I am processing a text file and writing transformed rows from a Spark application to elastic search as bellow
input.write.format("org.elasticsearch.spark.sql")
.mode(SaveMode.Append)
.option("es.resource", "{date}/" + dir).save()
This runs very slow and takes around 8 minutes to write 287.9 MB / 1513789 records.
How can I tune spark and elasticsearch settings to make it faster given that network latency will always be there.
I am using spark in local mode and have 16 cores and 64GB RAM. My elasticsearch cluster has one master and 3 data nodes with 16 cores and 64GB each.
I am reading text file as below
val readOptions: Map[String, String] = Map("ignoreLeadingWhiteSpace" -> "true",
"ignoreTrailingWhiteSpace" -> "true",
"inferSchema" -> "false",
"header" -> "false",
"delimiter" -> "\t",
"comment" -> "#",
"mode" -> "PERMISSIVE")
....
val input = sqlContext.read.options(readOptions).csv(inputFile.getAbsolutePath)
First, Let's start with what's happening in your application.

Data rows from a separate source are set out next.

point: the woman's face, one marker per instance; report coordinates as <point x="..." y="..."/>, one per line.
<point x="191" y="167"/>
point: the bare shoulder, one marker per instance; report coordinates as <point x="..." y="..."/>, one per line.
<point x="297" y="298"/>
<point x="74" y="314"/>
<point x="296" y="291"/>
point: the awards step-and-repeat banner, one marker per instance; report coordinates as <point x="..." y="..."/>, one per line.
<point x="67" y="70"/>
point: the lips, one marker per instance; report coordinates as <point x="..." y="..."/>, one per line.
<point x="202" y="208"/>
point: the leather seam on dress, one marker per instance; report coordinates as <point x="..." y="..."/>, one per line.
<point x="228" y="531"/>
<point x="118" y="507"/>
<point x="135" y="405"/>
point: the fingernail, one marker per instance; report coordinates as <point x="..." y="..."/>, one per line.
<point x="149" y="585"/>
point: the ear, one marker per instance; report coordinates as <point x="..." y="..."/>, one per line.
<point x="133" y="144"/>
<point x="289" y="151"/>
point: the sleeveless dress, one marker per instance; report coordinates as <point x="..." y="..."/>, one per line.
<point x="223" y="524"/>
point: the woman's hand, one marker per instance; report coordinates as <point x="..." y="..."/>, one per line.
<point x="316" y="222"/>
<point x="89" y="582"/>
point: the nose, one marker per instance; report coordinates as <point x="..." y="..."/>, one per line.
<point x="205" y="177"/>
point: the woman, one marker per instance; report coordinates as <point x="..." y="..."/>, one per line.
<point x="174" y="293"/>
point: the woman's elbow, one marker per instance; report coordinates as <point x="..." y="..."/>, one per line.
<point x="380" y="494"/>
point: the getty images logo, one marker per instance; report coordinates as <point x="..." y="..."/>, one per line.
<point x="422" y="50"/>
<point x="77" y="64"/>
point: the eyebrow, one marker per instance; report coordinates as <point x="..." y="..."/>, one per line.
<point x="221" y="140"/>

Apache Spark is reading 1 (not so big) csv
file which is compressed. Thus first spark will spend time decompressing data and scan it before writing it in elasticsearch
.
This will create a Dataset
/DataFrame
with one partition (confirmed by the result of your df.rdd.getNumPartitions
mentioned in the comments).
One straight-forward solution would be to repartition
your data on read and cache it, before writing it to elasticsearch
. Now I'm not sure what your data looks like, so deciding the number of partitions is subject of benchmark from your side.
val input = sqlContext.read.options(readOptions)
.csv(inputFile.getAbsolutePath)
.repartition(100) // 100 is just an example
.cache
I'm not sure how much will be the benefit on your application, because I believe there might be other bottlenecks (network IO, disk type for ES).
PS: I ought converting csv to parquet files before building ETL over them. There is real gain of performance here. (personal opinion and benchmarks)
Another possible optimization would be to tweak the es.batch.size.entries
setting for the elasticsearch-spark connector. The default value is 1000
.
You need to be careful when setting this parameter because you might overload elasticsearch. I strongly advice you take a look at the available configurations here.
I hope this helps !